Immediately upon receiving permission to enter final design, the project office will submit all documentation to the Federal Transit Administration for award of a Full Funding Grant Agreement. An FFGA represents the federal government's commitment to reimburse project partners for half the cost of building the $957 million, 11-mile line connecting St. Paul and Minneapolis.

The plan requests 50 percent from the federal government, 30 percent from the Counties Transit Improvement Board, 10 percent from the state, 7 percent from Ramsey County and 3 percent from Hennepin County and lesser amounts from St. Paul, Metropolitan Council and the Central Corridor Funders Collaborative.

"The FTA's approval represents another important step in transforming this project from a 20-year-old dream into reality," said Peter Bell, chair of the Met Council. "It will mean improved access for thousands of metro area residents to employment, educational and economic opportunities all along the corridor and beyond."

When the line is completed in 2014, the Twin Cities will have 115 miles of bus and rail transitways. This includes the Hiawatha LRT line from the Mall of America to downtown Minneapolis and the Northstar commuter rail line 40 miles from Big Lake, Minn., to Minneapolis. The Central Corridor line will connect with Hiawatha at the Metrodome Station and travel its last mile over existing Hiawatha track, stopping at five downtown Minneapolis stations. All three rail lines will meet at the Target Field Station.

The Central Corridor LRT Project was able to begin advanced utility relocation work on Fourth Street in St. Paul, thanks to advance funding commitments from its partners and federal approval of this arrangement.
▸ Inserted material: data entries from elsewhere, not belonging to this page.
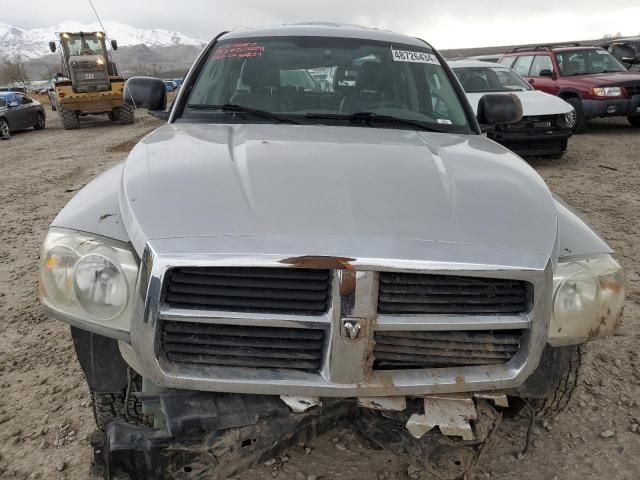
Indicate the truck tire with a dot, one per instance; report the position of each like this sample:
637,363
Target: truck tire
69,119
567,361
114,115
40,122
581,122
116,406
5,131
126,115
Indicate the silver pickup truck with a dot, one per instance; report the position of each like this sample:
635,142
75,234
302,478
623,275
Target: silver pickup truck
284,257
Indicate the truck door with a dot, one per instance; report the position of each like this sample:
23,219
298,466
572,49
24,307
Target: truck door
543,75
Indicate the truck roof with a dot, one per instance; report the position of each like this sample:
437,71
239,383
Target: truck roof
473,64
321,29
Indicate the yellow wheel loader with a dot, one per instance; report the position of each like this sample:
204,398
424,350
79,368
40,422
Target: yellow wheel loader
89,83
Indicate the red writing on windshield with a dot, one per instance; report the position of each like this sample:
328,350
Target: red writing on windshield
239,50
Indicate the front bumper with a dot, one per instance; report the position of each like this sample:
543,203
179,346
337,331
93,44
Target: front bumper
611,107
345,370
534,142
214,436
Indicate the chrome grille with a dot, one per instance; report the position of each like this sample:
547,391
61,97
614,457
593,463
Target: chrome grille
408,350
242,346
250,290
411,293
533,123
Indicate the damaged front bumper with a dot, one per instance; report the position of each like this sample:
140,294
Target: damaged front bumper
206,435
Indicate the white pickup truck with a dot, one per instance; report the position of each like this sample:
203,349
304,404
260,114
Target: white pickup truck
280,259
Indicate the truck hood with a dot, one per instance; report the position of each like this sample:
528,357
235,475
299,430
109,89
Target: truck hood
534,103
336,191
Under this same arrangement, the project began advanced traffic improvements in May on streets around the East Bank campus of the University of Minnesota. The work is to prepare those streets for the routing of cars and trucks off of Washington Avenue to begin its transformation into a transit-pedestrian mall for LRT and buses. The FTA has agreed to reimburse the project partners for the federal share of this advanced work once it awards an FFGA.

Heavy construction will begin in August on Robert and 12th streets east of the state Capitol and north of Interstate 94. Heavy construction will start on the western end of University Avenue in spring 2011 and on the eastern end in spring 2012.